私は警察とかに電話連絡を入れようとは思わなかった。私は警察とかを信じていなかったからだ。ノアおじさんは力持ちだから、そんな人一人高校生一人入った段ボール箱を力みもせず唸りもせず、ひょいと担ぎ上げた。なんの予備動作もなく雲でも担ぎ上げるみたいだった。

「それじゃあ、冒険に出発だ」とノアおじさんは言った。「方舟には、運ばないね」と彼は付け加えた。


 死んだ甲虫は植物の種みたい。でも鉢植えに植えても水を降り注いでも、いつまでたっても何にも芽生えない、死んでいる、不思議だし、宝石みたい、でも、その連想は陳腐だ、それはとても嫌なことだね、と段ボールの中で美香子と話した、いつまでも死にっぱなしの死体なんて。

 他に話すことって思いつかなかったからだ、カコカコカコカコ過呼吸の美カコカコカコ美香子香子をそっと指で撫でたいけれど、やっぱりいきなり大の男に誘拐されるのは魔法使いの美香子にだってショックなことなのだ、私はスマートフォンの中身だから、医者でもないのに病院にやってきてしまった漫才師のようにただ喋るくらいしか能がないのだった。

 目の前で誘拐されてしまった友達を、励ましたり慰めたりしようと思ったけれど、混乱すれば混乱するだけ、混乱が混乱するだけで、普段思っていることしか、言葉にならなかった。
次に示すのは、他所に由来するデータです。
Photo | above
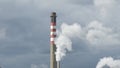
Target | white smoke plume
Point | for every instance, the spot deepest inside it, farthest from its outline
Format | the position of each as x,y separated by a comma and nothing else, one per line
94,33
109,62
63,42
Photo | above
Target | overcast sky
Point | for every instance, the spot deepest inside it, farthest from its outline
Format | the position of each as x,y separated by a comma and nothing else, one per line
24,32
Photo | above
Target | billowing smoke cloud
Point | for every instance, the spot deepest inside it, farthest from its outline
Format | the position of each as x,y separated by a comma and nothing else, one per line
108,62
94,33
63,42
39,66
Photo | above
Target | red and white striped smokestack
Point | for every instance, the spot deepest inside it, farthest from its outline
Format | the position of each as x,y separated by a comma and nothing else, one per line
53,28
53,62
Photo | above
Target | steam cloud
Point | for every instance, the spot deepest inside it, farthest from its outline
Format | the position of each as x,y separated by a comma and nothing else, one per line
63,42
94,33
109,62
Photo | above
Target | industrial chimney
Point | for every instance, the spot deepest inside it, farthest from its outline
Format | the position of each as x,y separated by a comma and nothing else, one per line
53,62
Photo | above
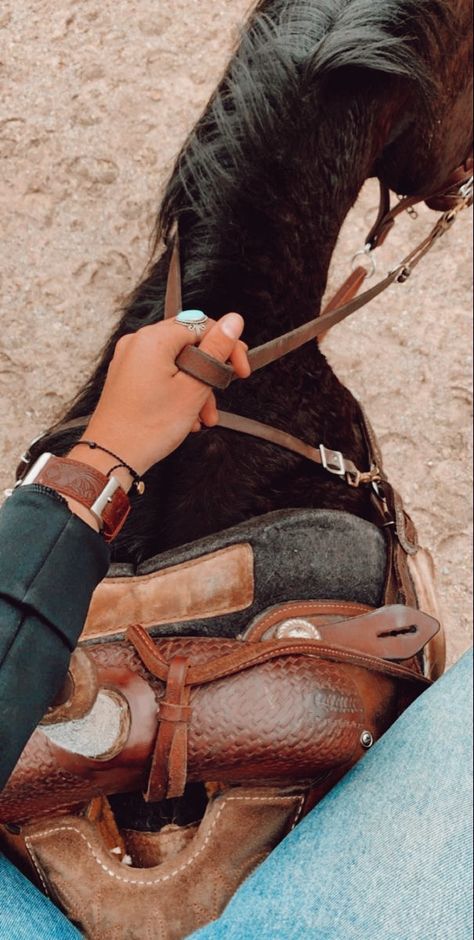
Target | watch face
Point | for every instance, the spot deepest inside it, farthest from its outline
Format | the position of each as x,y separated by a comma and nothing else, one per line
103,497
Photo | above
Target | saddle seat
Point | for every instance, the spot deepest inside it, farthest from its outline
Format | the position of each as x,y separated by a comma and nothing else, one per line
265,665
こんな状況下で、絵本の続きを読むわけにもいかないしな。

 だって、現実に誘拐されちゃっているのに、誘拐魔の絵本を嬉々として読めるほど危機意識がない私じゃないしな、美香子はしくしく泣いているわけではないけれど、キョトンキョトンと揺れていた。しゃっくりみたいに揺れていた。しゃくとりむしみたいに蠕動していた。

 死んだカナブンはいつまでたってもカナブンのままでカナブンの木がそこから生えてこないのが不思議だった子供の頃から今も子供?カブトムシのツノの先に小さな蕾がガン細胞のように芽生えて、花開き、活け花の題材にカブトムシの頭部が剣山に突き刺されないのが不思議だった。活け花じゃなくて活け虫だって楽しそうなのに。あるべきものの不成立に、不思議に思えた。
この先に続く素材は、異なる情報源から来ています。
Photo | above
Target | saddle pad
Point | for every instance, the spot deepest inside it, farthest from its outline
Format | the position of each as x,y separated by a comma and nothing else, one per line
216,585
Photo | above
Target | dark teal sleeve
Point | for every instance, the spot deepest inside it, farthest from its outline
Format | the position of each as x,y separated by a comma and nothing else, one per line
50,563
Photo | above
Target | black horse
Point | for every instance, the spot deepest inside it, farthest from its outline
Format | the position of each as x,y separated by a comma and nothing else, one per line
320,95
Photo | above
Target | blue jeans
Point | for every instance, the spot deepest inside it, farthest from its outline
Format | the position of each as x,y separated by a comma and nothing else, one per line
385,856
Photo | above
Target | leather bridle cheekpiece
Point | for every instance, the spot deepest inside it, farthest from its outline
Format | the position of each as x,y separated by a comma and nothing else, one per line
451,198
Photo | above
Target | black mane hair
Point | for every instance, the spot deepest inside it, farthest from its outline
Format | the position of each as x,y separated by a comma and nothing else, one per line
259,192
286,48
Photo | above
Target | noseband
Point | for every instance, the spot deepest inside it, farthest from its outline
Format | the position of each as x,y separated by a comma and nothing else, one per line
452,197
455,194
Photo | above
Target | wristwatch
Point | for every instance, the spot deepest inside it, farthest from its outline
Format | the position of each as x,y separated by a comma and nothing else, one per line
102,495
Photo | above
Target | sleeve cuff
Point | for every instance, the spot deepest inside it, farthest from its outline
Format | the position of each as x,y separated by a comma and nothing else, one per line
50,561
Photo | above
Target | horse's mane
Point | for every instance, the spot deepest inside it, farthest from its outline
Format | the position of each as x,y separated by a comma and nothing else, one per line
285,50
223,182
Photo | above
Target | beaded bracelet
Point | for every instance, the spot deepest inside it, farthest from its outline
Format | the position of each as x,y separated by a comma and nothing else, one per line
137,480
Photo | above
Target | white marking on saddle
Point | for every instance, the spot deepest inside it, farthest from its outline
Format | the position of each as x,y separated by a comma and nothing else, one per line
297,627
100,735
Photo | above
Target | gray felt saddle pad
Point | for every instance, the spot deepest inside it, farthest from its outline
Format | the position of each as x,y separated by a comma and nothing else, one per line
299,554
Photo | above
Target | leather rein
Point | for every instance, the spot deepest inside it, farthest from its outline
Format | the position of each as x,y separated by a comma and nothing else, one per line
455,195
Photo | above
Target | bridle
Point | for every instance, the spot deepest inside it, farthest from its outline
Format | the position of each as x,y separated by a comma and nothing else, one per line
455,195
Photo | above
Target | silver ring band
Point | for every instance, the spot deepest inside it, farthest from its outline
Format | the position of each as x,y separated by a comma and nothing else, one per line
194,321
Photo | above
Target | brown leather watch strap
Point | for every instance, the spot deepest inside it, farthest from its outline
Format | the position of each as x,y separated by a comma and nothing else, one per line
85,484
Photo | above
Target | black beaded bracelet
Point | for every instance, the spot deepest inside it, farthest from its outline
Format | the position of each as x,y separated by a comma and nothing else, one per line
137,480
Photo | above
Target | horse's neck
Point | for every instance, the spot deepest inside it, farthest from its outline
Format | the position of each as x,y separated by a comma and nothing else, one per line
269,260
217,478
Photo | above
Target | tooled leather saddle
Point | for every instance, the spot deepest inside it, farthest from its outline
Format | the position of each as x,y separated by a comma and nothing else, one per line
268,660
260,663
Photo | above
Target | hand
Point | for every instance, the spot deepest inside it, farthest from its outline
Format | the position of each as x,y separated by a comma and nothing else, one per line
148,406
 じゃあ何からならカナブンの木は生えてきて、どこにいけばコクワガタの林が生い茂っているの。森の山の奥の方。

 何処かの農園では、りんごの代わりに大量の芋虫が成る、芋虫の木を収穫してやしないのだろうか。ふっと月なら重力が軽いから、芽生えるかもしれない、と思われた、死んでしまった生き物が植物になるほど土壌がよく重力の少ない星が何処かにあるとしたらそこがあの世かもしれない、と思えた。

 月に大量の虫の死骸をばら撒けたなら、月のうさぎも覆い隠すほど大量に、ジャングルみたいに、昆虫の森が繁殖するかもしれないけれど、NASAもJAXAもそのようには考えないから、私の頭の中だけで、日々死んで行く虫たちが、月の上で、根を張って、芽生えて、実を結んだ。

 へへふふ。照れてしまうと何事も逆再生されたみたいな動作になって、笑い方も逆再生されたみたくなる。へへへふ。美香子、私の話、面白いかな。ははははぁ。ひひひひぃ。私の話に意識など持っていかれていないのか、美香子はポツポツとつぶやいていた。

 泥長靴にこびりついた雨。どこへ連れていかれるの。寂しいところじゃないといいけれど。私たちのことを誰もが歓迎してくれる温泉街みたいなところだったらいいけれど。

「どこへ連れて行くの」どこまでも連れて行くの。こわいよそんなの。自分の影がどこまでも伸びて、地球の上でとぐろを巻いている。目の前が茶色の世界。今ここがわからなくなる。こわくなる。こわかった。コクワガッタ。コクワガタが稲穂のように揺れる草原。

 方向音痴の私に侵されたがために、GPS機能の破壊されたスマートフォン。

 美香子が尋ねるけれど、おじさんは答えてくれない。

 おじさんの肩に担がれている美香子は、少しでもバランスを崩すとおじさんが手を滑らせそうで、だから体の震えを無理に押さえつけようと必死で全身を強張らせている。一個の木材のようで却って担ぎやすい素材に美香子は自分で自分を馴致している。木材になりたくて木材になりたくて木材になりたくて。縄で縛って欲しくて縄で縛って欲しくて縄で縛って欲しくて。でも、それはそれでしんどいから、なんとか息を整えようと深呼吸している。風船になりたい。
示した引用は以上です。